García Márquez ha sostenido en alguna entrevista, que él solía sorprender a Velasco con preguntas tramposas con el fin de obtener una historia veraz.

Cualquiera que lea el relato notará que así fue. Velasco mismo -y, evidentemente como directriz marcada por García Márquez, pues cada acto que narra el náufrago está acompañado de una justificación de credibilidad- le absuelve al lector muchas de esas inquietudes. Veamos cómo:

1.- Señalaba cada día que pasaba, haciendo una marca en la proa de la balsa. Lo hacía con las llaves del armario que había conservado en el bolsillo de su pantalón, tras su caída al mar.

2.- Diferenciaba un día de otro por los acontecimientos que le sucedían.

El primer día, 28 de febrero, es el accidente.

El segundo ve venir los aviones de rescate. Velasco detalla cómo viene y van, sin que logren divisarlo.

El tercero dice que no pasó nada. Pero el hábil periodista García Márquez lo remite a otra parte de sus recuerdos, distintos de los acontecimientos destacados. Y Velasco llena ese tercer día:

"La balsa avanzó impulsada por la brisa. Yo no tenía fuerzas para remar. El día se nubló, sentí frío y como no veía el sol perdí la orientación. Esa mañana no hubiera podido saber por dónde venían los aviones. Una balsa no tiene popa ni proa. Es cuadrada y a veces navega de lado, gira sobre sí misma imperceptiblemente, y como hay puntos de referencia no se sabe si avanza o retrocede".

En el cuarto, duda de si está llevando bien la cuenta de los días. Otro detalle que le infunde credibilidad al relato, porque de esta forma Velasco le hace saber al lector que estando en alta mar y en esa angustiosa situación de náufrago, ¡claro que también él se desorientaba!

Sin embargo, al llegar al séptimo día García Márquez se flexibiliza con su entrevistado y le permite alcanzar esa condición tan ansiada por el joven marino: le permite ser héroe.

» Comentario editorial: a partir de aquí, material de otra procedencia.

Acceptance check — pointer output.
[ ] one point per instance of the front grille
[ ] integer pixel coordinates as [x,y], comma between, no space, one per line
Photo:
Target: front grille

Y creo que se lo permite, porque también él, también García Márquez, deseaba hacer de Velasco un héroe de ficción. Un titán de novela de aventuras. Un personaje literario.

En este séptimo día, uno y otro, entrevistador y entrevistado, se comportan como un par de jóvenes que se dejan arrastrar por sus más encendidos deseos. Pues cuesta creer que un náufrago que lleva siete días a la deriva, medio moribundo y con el cuerpo en carne viva por la acción del sol, se encuentre con fuerzas para pelear contra aguerridos peces y enfurecidos tiburones, ni mucho menos para enfrentarse a las rabiosas olas del mar ni para realizar admirables hazañas bajo el agua.

Da igual que en el relato se nos aporten distintas justificaciones para las proezas del día siete. Todas -los dos bocados de pescado que supuestamente le infunden fuerza a Velasco, o su plus-marca de permanencia bajo el agua-, a mi juicio, resultan insuficientes. Nada convincentes.

Por último y para terminar, decirles que, paradójicamente, gracias a ese comentado día siete, a ese desbordado día literario, García Márquez logró enseñar a sus lectores el rasgo más relevante de la personalidad de su entrevistado -afán de notoriedad-, dejando asimismo al descubierto lo que eran sus más notables carencias: ser querido y admirado.

A pesar de sus fogocidades literarias, el periodista-escritor Gabriel García Márquez siempre terminó cumpliendo con su cometido periodístico.